All of this is why there must be advocacy for longevity science. In a world in which more than 100,000 people die horribly every day due to degenerative aging and its consequences, while everyone else ambles heedlessly to the same fate, it is vital that some of us speak out, so as to change minds and raise funds for the research programs that can bring an end to all of this suffering and death. Aging is just a medical condition, and will one day be bought under control in the same way as any medical condition: through hard work, research funding, and new clinical treatments.

Medical biogerontologist Aubrey de Grey is one of the more vocal and energetic advocates involved in the present generation of scientific initiatives to treat aging. He and a sizable network of allies associated with numerous foundations and associations have accomplished a great deal in the past decade, changing the culture of the aging research community, and making inroads into changing broader perceptions of aging and medicine held among the public at large. In addition to this work, de Grey helps to manage ongoing research at the SENS Research Foundation, an organization he co-founded in order to accelerate the development of a planned list of biotechnologies needed to create real, working rejuvenation treatments.

Here is a recent presentation given by de Grey at TEDxOxbridge entitled "Rejuvenation biotechnology: the sweet spot between prevention and treatment of age-related ill-health":

Most infectious diseases have been easily prevented: sanitation; vaccines; antibiotics; carrier control. Age-related diseases have not. If historical rates continue, US healthcare spending will be 34% of GDP by 2040. In 2010, the US spent $1.186 trillion on healthcare for 65+ people.

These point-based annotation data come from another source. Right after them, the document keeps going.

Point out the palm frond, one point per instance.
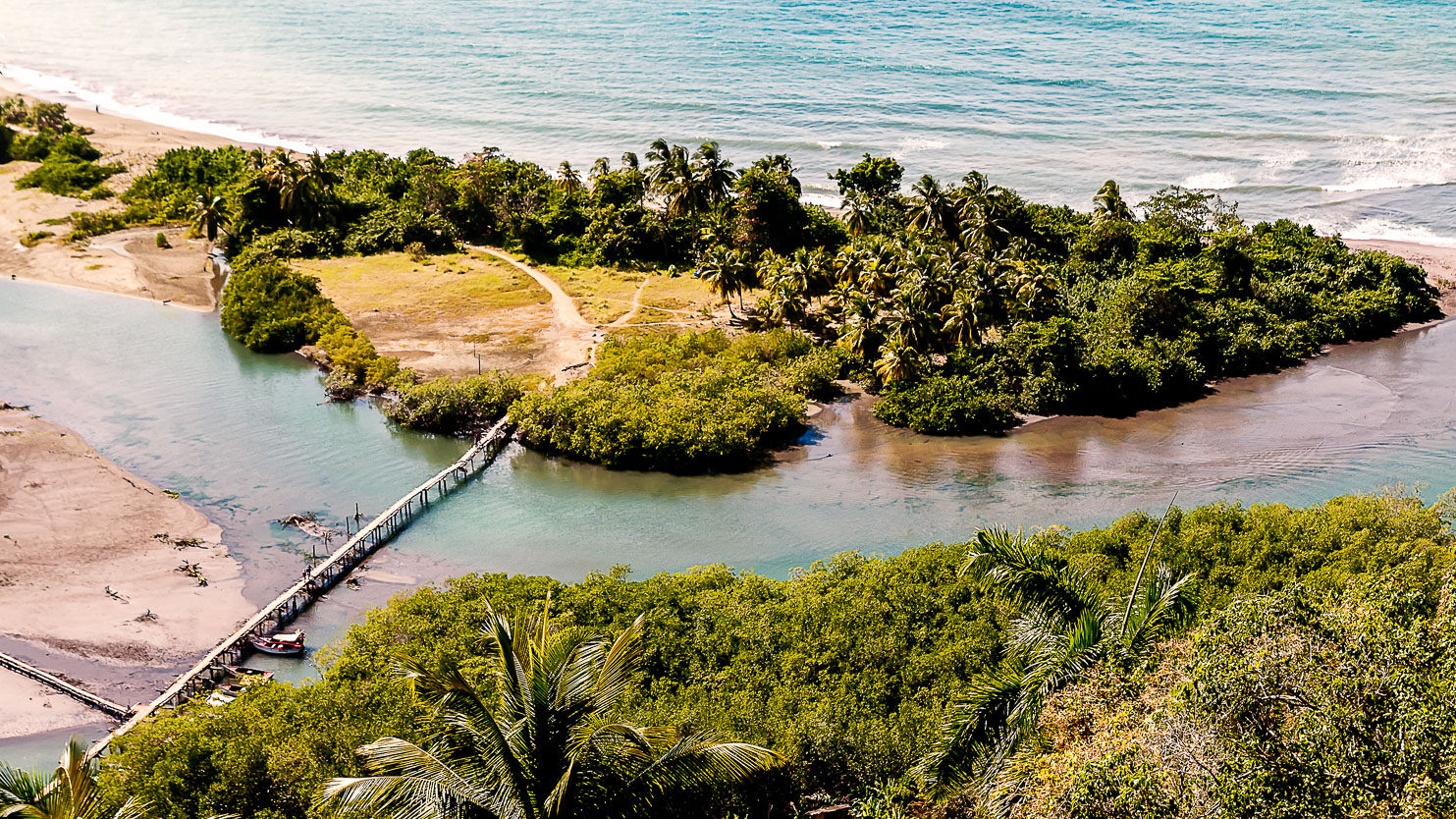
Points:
(973, 726)
(1028, 573)
(1163, 604)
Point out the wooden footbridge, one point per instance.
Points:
(75, 692)
(289, 605)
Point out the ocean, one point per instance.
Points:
(1335, 113)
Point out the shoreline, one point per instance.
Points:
(90, 574)
(127, 262)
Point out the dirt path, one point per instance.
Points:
(633, 309)
(572, 340)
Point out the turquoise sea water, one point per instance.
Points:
(1341, 113)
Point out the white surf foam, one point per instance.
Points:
(1391, 162)
(66, 89)
(1211, 181)
(1383, 231)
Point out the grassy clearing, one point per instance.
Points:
(605, 295)
(437, 289)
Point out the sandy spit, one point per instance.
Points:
(89, 573)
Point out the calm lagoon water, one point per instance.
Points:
(247, 440)
(1341, 113)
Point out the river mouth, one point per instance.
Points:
(247, 439)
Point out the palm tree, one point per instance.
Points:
(782, 166)
(964, 318)
(1069, 626)
(545, 746)
(858, 214)
(208, 213)
(718, 268)
(929, 205)
(897, 361)
(69, 793)
(712, 174)
(1108, 205)
(566, 178)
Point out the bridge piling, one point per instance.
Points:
(292, 602)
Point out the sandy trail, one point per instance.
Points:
(571, 339)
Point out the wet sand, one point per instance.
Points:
(89, 560)
(1438, 262)
(127, 262)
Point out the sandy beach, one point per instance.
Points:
(89, 563)
(1438, 262)
(127, 262)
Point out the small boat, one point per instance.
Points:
(244, 672)
(283, 644)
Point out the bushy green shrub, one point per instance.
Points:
(69, 168)
(684, 403)
(946, 406)
(455, 406)
(273, 309)
(686, 421)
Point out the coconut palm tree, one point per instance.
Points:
(566, 178)
(718, 268)
(1108, 205)
(1069, 626)
(545, 746)
(208, 213)
(69, 793)
(897, 361)
(964, 318)
(782, 166)
(712, 174)
(931, 205)
(858, 213)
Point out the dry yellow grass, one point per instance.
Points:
(446, 315)
(605, 295)
(440, 288)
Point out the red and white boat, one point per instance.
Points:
(284, 644)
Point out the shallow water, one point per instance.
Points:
(1341, 113)
(247, 440)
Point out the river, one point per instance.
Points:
(247, 439)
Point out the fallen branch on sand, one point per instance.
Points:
(309, 524)
(192, 570)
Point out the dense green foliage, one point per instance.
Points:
(967, 300)
(540, 737)
(847, 666)
(448, 406)
(686, 404)
(965, 304)
(67, 159)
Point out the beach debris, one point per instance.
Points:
(180, 542)
(309, 524)
(192, 570)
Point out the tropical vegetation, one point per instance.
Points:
(964, 304)
(47, 136)
(1284, 662)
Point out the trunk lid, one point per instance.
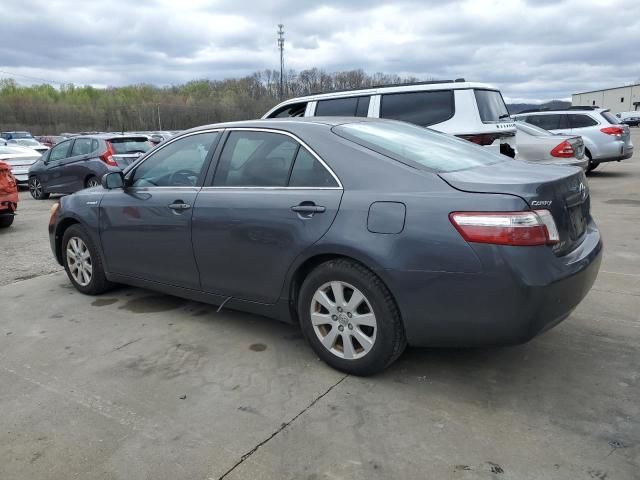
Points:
(561, 190)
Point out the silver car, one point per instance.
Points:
(538, 145)
(19, 159)
(605, 138)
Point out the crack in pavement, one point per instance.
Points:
(282, 427)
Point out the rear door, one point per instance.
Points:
(270, 199)
(52, 178)
(145, 228)
(75, 169)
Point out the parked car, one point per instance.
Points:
(31, 143)
(19, 160)
(605, 139)
(631, 121)
(473, 111)
(8, 196)
(15, 135)
(50, 140)
(370, 233)
(79, 162)
(536, 144)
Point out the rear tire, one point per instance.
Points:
(350, 318)
(36, 189)
(6, 221)
(82, 262)
(92, 182)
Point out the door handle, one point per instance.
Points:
(308, 208)
(178, 205)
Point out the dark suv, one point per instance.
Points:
(80, 162)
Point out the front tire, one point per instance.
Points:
(350, 318)
(36, 189)
(82, 262)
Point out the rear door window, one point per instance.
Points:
(309, 172)
(256, 159)
(420, 108)
(549, 122)
(491, 105)
(577, 120)
(59, 151)
(81, 146)
(343, 107)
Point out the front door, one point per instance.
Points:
(270, 199)
(145, 228)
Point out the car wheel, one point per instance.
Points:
(92, 182)
(6, 221)
(82, 262)
(36, 189)
(350, 318)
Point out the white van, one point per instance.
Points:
(473, 111)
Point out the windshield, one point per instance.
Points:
(16, 150)
(532, 129)
(130, 145)
(417, 145)
(21, 135)
(491, 105)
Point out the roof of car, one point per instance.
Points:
(283, 123)
(394, 88)
(111, 136)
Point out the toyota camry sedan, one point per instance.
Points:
(370, 234)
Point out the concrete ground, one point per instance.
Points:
(136, 385)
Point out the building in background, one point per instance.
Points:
(618, 99)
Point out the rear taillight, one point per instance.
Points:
(535, 227)
(616, 131)
(483, 139)
(564, 150)
(107, 156)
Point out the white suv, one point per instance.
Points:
(605, 139)
(473, 111)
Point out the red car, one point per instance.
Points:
(8, 195)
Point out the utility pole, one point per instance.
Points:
(281, 47)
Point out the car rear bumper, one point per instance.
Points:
(625, 152)
(521, 292)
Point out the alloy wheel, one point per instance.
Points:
(343, 320)
(79, 261)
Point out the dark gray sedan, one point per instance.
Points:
(370, 234)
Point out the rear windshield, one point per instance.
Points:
(491, 105)
(610, 118)
(413, 145)
(122, 146)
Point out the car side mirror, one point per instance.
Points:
(113, 180)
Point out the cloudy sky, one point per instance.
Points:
(531, 49)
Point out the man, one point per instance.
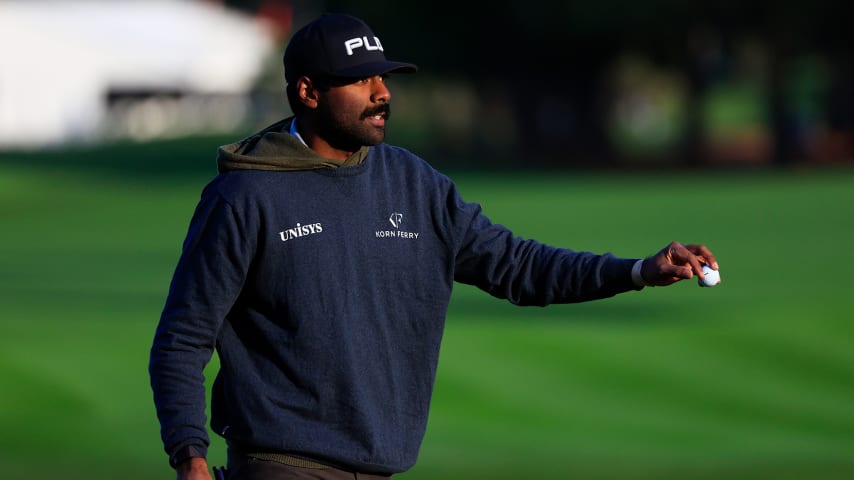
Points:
(319, 265)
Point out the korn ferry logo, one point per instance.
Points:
(396, 221)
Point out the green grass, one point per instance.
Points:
(752, 379)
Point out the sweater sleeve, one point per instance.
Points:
(207, 280)
(525, 271)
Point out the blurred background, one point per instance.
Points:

Aging is: The life-long accumulation of damage to the tissues, cells, and molecules of the body that occurs as an intrinsic side-effect of the body's normal operation. The body can tolerate some damage, but too much of it causes disease and disability.

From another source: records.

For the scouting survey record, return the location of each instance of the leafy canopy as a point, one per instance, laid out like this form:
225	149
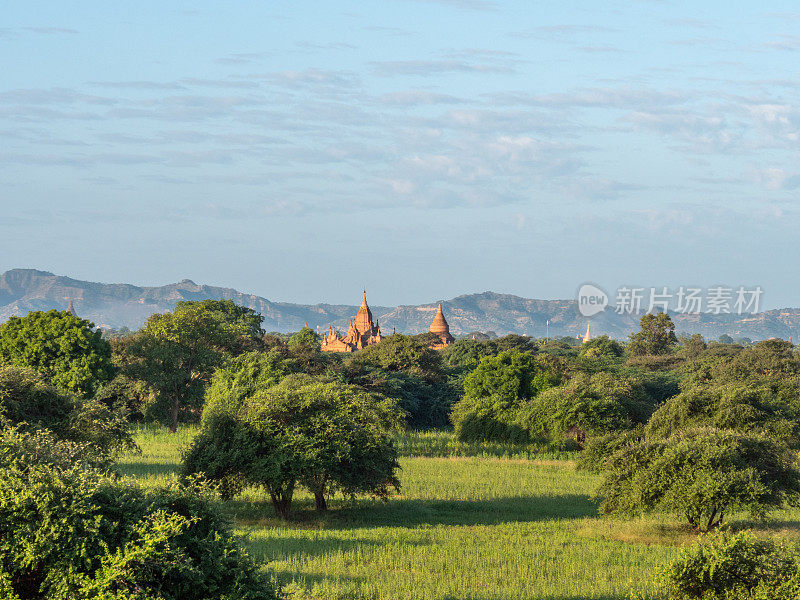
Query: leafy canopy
701	475
60	346
326	436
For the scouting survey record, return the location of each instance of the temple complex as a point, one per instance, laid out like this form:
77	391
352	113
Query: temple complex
360	334
440	327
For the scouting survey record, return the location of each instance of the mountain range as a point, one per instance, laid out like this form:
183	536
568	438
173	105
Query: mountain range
119	305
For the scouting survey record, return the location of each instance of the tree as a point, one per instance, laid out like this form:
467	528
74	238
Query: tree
694	346
702	475
326	436
739	406
734	566
176	353
656	335
28	401
69	530
305	337
495	392
602	346
586	406
65	349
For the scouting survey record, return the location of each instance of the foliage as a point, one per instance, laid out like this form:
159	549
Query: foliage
738	406
305	337
402	353
27	400
495	392
734	566
602	346
599	449
69	531
587	405
694	346
26	397
656	335
60	346
327	437
242	377
176	353
702	475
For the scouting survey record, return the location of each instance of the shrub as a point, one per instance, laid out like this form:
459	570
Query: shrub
495	392
69	531
733	566
27	400
587	405
240	378
736	406
701	475
327	437
601	346
65	349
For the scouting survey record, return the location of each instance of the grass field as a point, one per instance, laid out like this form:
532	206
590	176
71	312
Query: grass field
475	527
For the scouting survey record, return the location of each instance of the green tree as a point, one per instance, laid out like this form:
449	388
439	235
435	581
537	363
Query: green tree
29	401
65	349
701	475
69	530
656	335
739	406
305	337
694	346
403	353
176	353
327	437
602	346
734	566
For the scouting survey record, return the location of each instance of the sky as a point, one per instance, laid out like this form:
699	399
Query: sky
420	149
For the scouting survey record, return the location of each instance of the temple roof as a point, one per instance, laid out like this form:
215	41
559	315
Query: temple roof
364	316
439	324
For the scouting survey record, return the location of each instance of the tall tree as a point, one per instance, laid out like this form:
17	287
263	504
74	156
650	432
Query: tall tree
655	336
65	349
176	353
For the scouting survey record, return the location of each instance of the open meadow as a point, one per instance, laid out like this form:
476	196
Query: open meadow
462	527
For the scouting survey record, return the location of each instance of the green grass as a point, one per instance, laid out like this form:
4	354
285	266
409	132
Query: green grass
477	527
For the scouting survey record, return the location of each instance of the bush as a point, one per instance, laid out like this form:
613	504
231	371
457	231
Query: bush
734	566
63	348
67	530
327	437
28	401
701	475
737	406
240	378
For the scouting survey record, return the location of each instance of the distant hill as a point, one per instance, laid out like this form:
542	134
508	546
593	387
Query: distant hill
118	305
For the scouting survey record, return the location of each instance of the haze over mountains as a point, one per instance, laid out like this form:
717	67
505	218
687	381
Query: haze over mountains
118	305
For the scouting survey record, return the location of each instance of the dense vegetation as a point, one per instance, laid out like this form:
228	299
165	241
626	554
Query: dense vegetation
695	433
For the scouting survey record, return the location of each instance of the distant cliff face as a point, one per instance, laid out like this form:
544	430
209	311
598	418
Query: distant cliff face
118	305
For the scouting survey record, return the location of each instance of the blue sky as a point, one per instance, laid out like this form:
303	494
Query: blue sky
420	149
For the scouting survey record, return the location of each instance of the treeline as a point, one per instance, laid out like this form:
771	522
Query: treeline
680	425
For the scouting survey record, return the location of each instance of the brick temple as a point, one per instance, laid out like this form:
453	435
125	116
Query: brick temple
362	333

Age-related diseases are caused by aging! Thus, they are: widespread now that infections are "rare"; staggeringly costly; universal if you live long enough; not medically curable, in the strict sense. But they, and aging itself, are nonetheless medical problems and medically preventable in principle.

Comments

Best part of that presentation was the slide showing publications. I hope SENS and partners can get allotopic mitochondrial gene expresion and aggregate removing enzymes and IgM antibodies to work in an animal model soon. Then it would be a lot harder to ignore. It would also give Aubrey some data points with which to smash opponents in any future debates.

Posted by: Jim at June 21st, 2014 4:18 AM

Notice how Aubrey has changed his presentation to emphasize more the solving of the aging population issue, and less the desirability of reversing aging for the individual. That's because eternal youth is a surprisingly hard sell, and people have an irrational bias against it.
I wonder how the audience took the new version. It seemed to fall a bit flat, with the audience looking a bit bored and not responding to his jokes.

BTW, I think Alzheimer's should have had Mitochondrial mutations highlighted. That's what the latest research suggests to me. Which helps illustrate why it's so important to just go in and fix everything at once, rather than focusing on one kind of damage per disease, and then giving up when it doesn't work by itself.

I keep waiting for someone in the audience to suggest another category of aging damage that Aubrey seems to have missed, which is the accumulation of junk outside the body that can be removed with a pair of scissors. :-)

Seriously though, I think there aren't enough categories. Take osteoporosis for example. Clearly it is a kind of age related damage, but it doesn't really fit in any category. The related issue of calcification of arteries sounds like junk outside cells to me (or is it inside?), but is clearly not going to be solved by breaking down amyloids. I'd like to see a more complete list grouped more by the kind of solution required, with people assigned to each one, so that nothing gets overlooked.